TDC: Parlons de votre évolution artistique. J’imagine que vous avez déjà de nouveaux projets en tête. Pouvez-vous nous en dire plus, ou nous parler de cette pulsion intérieure qui pousse les artistes comme vous à se réinventer sans cesse?

Joe De Gregorio: Je prépare actuellement ma prochaine session d’enregistrement, qui aura lieu à Los Angeles avec le légendaire batteur Peter Erskine.
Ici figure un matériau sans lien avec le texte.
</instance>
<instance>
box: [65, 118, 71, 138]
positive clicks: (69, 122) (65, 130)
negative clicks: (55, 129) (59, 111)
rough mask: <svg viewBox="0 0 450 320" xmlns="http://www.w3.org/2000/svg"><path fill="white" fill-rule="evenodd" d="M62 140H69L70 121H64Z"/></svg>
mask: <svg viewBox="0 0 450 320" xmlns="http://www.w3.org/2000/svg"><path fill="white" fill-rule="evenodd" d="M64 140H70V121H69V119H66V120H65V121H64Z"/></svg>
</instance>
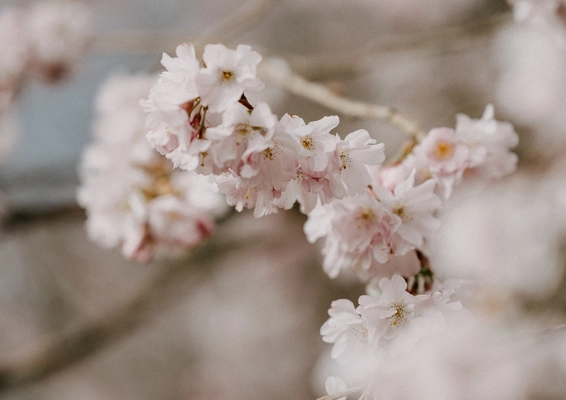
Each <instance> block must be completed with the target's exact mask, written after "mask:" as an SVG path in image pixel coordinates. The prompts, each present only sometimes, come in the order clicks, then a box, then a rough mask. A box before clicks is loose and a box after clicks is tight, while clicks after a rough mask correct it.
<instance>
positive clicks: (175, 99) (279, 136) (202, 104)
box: [142, 44, 384, 217]
mask: <svg viewBox="0 0 566 400" xmlns="http://www.w3.org/2000/svg"><path fill="white" fill-rule="evenodd" d="M260 60H261V56H260V55H259V54H258V53H256V52H255V51H252V50H251V48H250V47H249V46H243V45H240V46H238V48H237V49H236V50H230V49H227V48H226V47H224V46H223V45H220V44H217V45H207V46H206V47H205V51H204V54H203V63H202V66H201V65H200V64H199V62H198V60H197V59H196V57H195V51H194V48H193V46H192V45H190V44H183V45H180V46H179V47H178V48H177V57H175V58H171V57H169V56H167V55H164V56H163V60H162V63H163V65H164V66H165V67H166V68H167V71H166V72H164V73H163V74H162V75H161V77H160V79H159V81H158V83H157V85H156V86H155V87H154V88H153V89H152V90H151V92H150V95H149V99H148V100H146V101H143V102H142V105H143V106H144V108H145V110H146V111H147V112H148V113H149V115H148V118H147V127H148V129H149V130H150V132H149V134H148V139H149V142H150V143H151V144H152V146H154V147H155V148H156V149H157V150H158V151H159V152H161V153H162V154H164V155H165V156H166V157H167V158H168V159H170V160H171V161H172V162H173V163H174V165H175V166H177V167H179V168H181V169H184V170H187V171H196V172H197V173H199V174H203V175H212V176H213V177H214V180H215V181H216V182H217V184H218V187H219V189H220V191H221V192H223V193H224V194H226V196H227V199H228V202H229V203H230V204H231V205H234V206H235V207H236V209H237V210H242V209H244V208H249V209H251V208H253V209H255V215H256V216H257V217H259V216H263V215H266V214H269V213H273V212H277V210H278V208H284V209H289V208H291V207H292V206H293V204H294V203H295V202H299V203H300V204H301V210H302V211H303V212H305V213H308V212H310V211H312V209H313V208H314V207H315V206H316V204H317V202H320V203H322V204H326V203H328V202H330V201H331V200H332V199H337V198H338V199H339V198H344V197H347V196H353V195H355V194H358V193H361V192H363V191H365V190H366V189H367V185H369V184H370V180H371V179H370V176H369V173H368V172H367V168H366V166H368V165H378V164H379V163H381V162H382V161H383V160H384V153H383V145H382V144H379V145H378V144H376V141H375V140H374V139H371V138H370V136H369V134H368V132H367V131H364V130H358V131H356V132H352V133H351V134H349V135H348V136H346V138H345V139H341V138H340V137H339V136H338V135H333V134H331V133H330V131H331V130H332V129H334V128H335V127H336V126H337V125H338V123H339V119H338V117H336V116H332V117H325V118H322V119H321V120H318V121H314V122H310V123H308V124H307V123H305V122H304V121H303V120H302V119H301V118H299V117H297V116H292V115H288V114H287V115H284V116H283V117H282V118H281V119H280V120H278V119H277V117H276V116H275V115H274V114H273V113H272V112H271V110H270V108H269V106H268V105H267V104H266V103H259V104H257V105H256V106H252V105H251V104H250V103H249V102H248V100H247V98H246V96H245V93H244V91H245V90H249V91H254V90H259V89H260V88H261V87H262V86H263V84H262V83H261V81H260V80H259V79H258V78H257V76H256V66H257V64H258V63H259V62H260Z"/></svg>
Je décrirais ce nouveau projet comme un hommage à un de mes univers sonores favoris: celui d’ECM. Dans cet esprit, mon nouvel album présentera des compositions originales écrites durant mon séjour à Göteborg (Suède), inspirées par une immersion totale dans l’hémisphère nordique du jazz et sa sensibilité musicale.

TDC: Une dernière question: si vous deviez donner un seul conseil à un jeune musicien de jazz qui veut faire carrière à l’international aujourd’hui, quel serait-il?

Joe De Gregorio: Faire carrière à l’international peut être très complexe. Trouver l’équilibre entre cultiver une base locale solide tout en bâtissant progressivement une exposition internationale est difficile mais essentiel. Mais mon conseil le plus précieux se résumerait ainsi: “sois fidèle dans les petites choses”.
Par petites choses, j’entends la constance et l’intégrité dans le soin apporté à chaque relation humaine précieuse, localement et à l’étranger, une personne à la fois. Avec le temps, cet investissement patient construit un réseau étendu. Et un jour, l’un de ces liens deviendra une porte dorée menant à une opportunité qui changera votre vie.

TDC: Joe, encore merci pour cette conversation inspirante. Nous avons hâte de suivre vos prochaines explorations musicales.

Joe De Gregorio: Merci à vous, Thierry, pour vos questions brillantes.